Le Ministère de l’Eau et de l’Énergie (MINEE) passe à la vitesse supérieure dans la traque des circuits de distribution illicites de carburant frelaté.
Les 28 et 29 mai 2026, la Brigade nationale de lutte contre la fraude des produits pétroliers de ce département ministériel, a déployé une vaste opération de contrôle dans la région du Littoral.
Cette descente sur le corridor stratégique Édéa- Douala- Tiko a débouché sur la saisie d’importantes cargaisons, ainsi que le démantèlement de plusieurs bases logistiques clandestines.

Le bilan chiffré de l’opération.
L’intervention des équipes de contrôle a permis de retirer du circuit informel un total précis de 1 380 litres de carburants frelaté. Cette saisie se décline en 880 litres de gasoil ; 290 litres de pétrole lampant et 210 litres de super.
En plus des hydrocarbures, cette brigade a confisqué plusieurs dizaines de bidons de stockage, en procédant à la destruction systématique des équipements de fortune utilisés par ces fraudeurs, pour le transvasement.
Les quartiers de Douala passés au peigne fin.
La traque s’est concentrée sur près d’une dizaine de localités de la région du Littoral, avec un ciblage chirurgical des points chauds de la capitale économique. Les inspecteurs ont notamment investi la zone périphérique de la SCDP (Société Camerounaise des Dépôts Pétroliers), le lieu-dit Base Vie Dangote et plusieurs autres sites d’entreposage situés aux entrées stratégiques de la ville de Douala.

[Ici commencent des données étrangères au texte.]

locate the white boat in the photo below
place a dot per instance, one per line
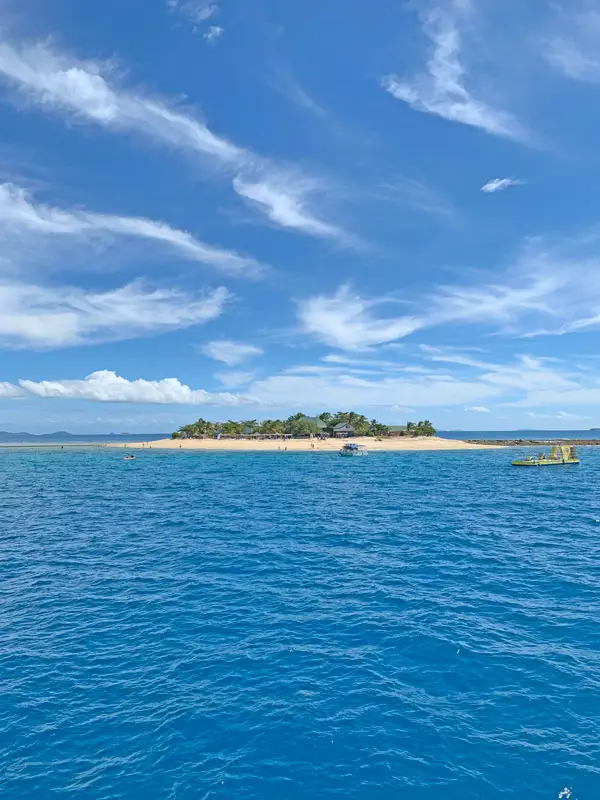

Sur place, les forces de contrôle ont mis Hors d’état de nuire, des stocks hautement inflammables conservés au mépris des règles de sécurité élémentaires.
Dissimulés au cœur de zones d’habitation, ces dépôts sauvages faisaient planer des risques majeurs d’incendies, d’explosions et de pollutions environnementale. Mettant ainsi en péril la vie des populations locales.
Cette opération s’inscrit dans une politique de tolérance zéro, impulsée par le Ministre de l’Eau et de l’Énergie, Gaston Eloundou Essomba.
Si le manque à gagner fiscal pour l’État reste assez colossal, c’est avant tout l’impératif de sécurité publique et de protection des consommateurs qui guide cette action gouvernementale.
Les mélanges chimiques artisanaux et le transport anarchique, altèrent gravement la qualité de ces produits, qui endommagent fortement les moteurs et menacent des vies humaines.
Après de longues campagnes de sensibilisation, le MINEE fait savoir que cette phase de répression va se poursuivre et s’intensifier sur l’ensemble du triangle national, afin d’asphyxier durablement ces réseaux organisés de contrebande.